There she grumbled, “I think it is time I resumed being Thor. I am tired of being slighted.”

“Slighted? How?”

“Do I get introduced by name to a stranger? Ni allis! But that big-nosed Armenian creature? Ja waíla! The name Genovefa is perhaps negligible. The name Thor is not. It makes people take notice. And I prefer to be noticed, not treated as a mere appendage to the grand marshal Thorn. On the trail I am only your servile cook. In company I am regarded as your traveling whore, and am condescendingly ignored. I suggest that, from this place onward, we take turns. You ride for some days as Veleda, and I as Thor, and so on alternately. See how
you
like being the female and the mediocrity.”

“I should not like it,” I said with weary patience. “But not because I have ever felt inferior as a female. Only because I
am
the king’s marshal, and I must maintain that identity while I am on the king’s mission. You may do as you please. Be man or woman, whichever you please, whenever you please.”

“Very well. This night I wish to be Thor, and no one else. Here—put your hand here and you will realize that I am Thor.”
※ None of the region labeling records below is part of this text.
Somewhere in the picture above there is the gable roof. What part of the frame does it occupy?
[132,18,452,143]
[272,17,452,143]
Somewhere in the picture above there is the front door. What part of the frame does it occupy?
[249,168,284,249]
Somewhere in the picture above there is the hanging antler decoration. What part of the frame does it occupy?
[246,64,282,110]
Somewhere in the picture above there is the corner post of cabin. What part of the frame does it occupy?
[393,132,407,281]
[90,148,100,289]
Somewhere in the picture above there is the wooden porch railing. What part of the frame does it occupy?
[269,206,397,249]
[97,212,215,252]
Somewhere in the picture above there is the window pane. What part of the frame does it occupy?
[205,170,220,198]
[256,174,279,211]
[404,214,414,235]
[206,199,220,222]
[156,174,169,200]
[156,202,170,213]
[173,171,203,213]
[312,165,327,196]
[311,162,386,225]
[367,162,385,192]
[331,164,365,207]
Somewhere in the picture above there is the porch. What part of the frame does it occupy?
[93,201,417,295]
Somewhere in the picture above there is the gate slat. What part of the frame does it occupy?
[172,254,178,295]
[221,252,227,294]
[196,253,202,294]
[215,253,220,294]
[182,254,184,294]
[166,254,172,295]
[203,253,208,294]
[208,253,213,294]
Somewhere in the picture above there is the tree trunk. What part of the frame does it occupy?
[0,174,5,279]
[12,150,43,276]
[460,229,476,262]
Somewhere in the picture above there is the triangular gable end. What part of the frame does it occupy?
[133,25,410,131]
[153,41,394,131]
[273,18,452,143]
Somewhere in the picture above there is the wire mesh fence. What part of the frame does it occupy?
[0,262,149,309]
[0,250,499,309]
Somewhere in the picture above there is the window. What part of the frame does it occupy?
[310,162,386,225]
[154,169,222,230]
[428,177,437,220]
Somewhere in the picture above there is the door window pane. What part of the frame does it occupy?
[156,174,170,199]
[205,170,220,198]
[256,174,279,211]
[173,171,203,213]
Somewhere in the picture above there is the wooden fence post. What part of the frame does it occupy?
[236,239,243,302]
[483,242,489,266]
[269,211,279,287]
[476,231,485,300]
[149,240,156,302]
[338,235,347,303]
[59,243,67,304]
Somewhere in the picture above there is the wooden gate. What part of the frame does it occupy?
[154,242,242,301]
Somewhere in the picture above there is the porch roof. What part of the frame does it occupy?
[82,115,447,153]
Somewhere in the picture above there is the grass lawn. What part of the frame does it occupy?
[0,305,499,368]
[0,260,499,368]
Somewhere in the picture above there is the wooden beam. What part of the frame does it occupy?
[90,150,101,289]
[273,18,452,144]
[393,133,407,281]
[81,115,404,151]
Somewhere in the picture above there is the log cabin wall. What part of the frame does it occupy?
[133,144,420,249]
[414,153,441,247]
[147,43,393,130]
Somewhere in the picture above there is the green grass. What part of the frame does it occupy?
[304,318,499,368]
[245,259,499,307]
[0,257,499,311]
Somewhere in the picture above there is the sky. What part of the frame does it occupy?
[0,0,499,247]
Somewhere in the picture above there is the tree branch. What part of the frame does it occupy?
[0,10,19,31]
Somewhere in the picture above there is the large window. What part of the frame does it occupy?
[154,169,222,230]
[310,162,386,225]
So all that night I was Veleda, and no one else. And Thor rode me hard, punishingly, vindictively, using me as his receptacle in every way a female can be used, again and again. But if he was doing his utmost to make me feel inferior, he did not succeed. A woman can be soft and submissive without ever feeling subservient, all the while thoroughly—akh!
throbbingly!
—enjoying the experience.

During the intervals between our couplings that night, while Thor rested and recuperated, I reflected. Early in life, I had recognized in myself the various masculine and feminine traits of personality, and thereafter I had striven to cultivate the more admirable attributes of both sexes, and to subdue the baser. But, like a speculum image, in which everything is the same but reversed, this twin of mine seemed to have done just the opposite. Thor was everything reprehensible in a male: insensitive, overbearing, self-centered, demanding and greedy. Genovefa was everything unlovely in a female: fretful, suspicious, spiteful, demanding and greedy. Both those entities were beautiful to look upon, and eminently satisfying in sexual embrace. But one cannot be always admiring or embracing one’s mate. Had I been a woman, I could not long have endured the boorish Thor as a husband. Had I been a man, I could not have endured the shrewish Genovefa as a wife. Yet here was I, all but wedded to them
both.

I was learning what my juika-bloth had learned when it fed on uncooked boar entrails—that a raptor can be eaten by its prey, from the inside. Just so, as if my guts were invisibly bleeding, I was being sapped of my strength, my will, my
self.
For the regaining of my independence and individuality, perhaps for my very survival, I must disgorge this prey and wean myself from this disastrous diet. But how could I, when it was so irresistibly tasty as to be habit-forming?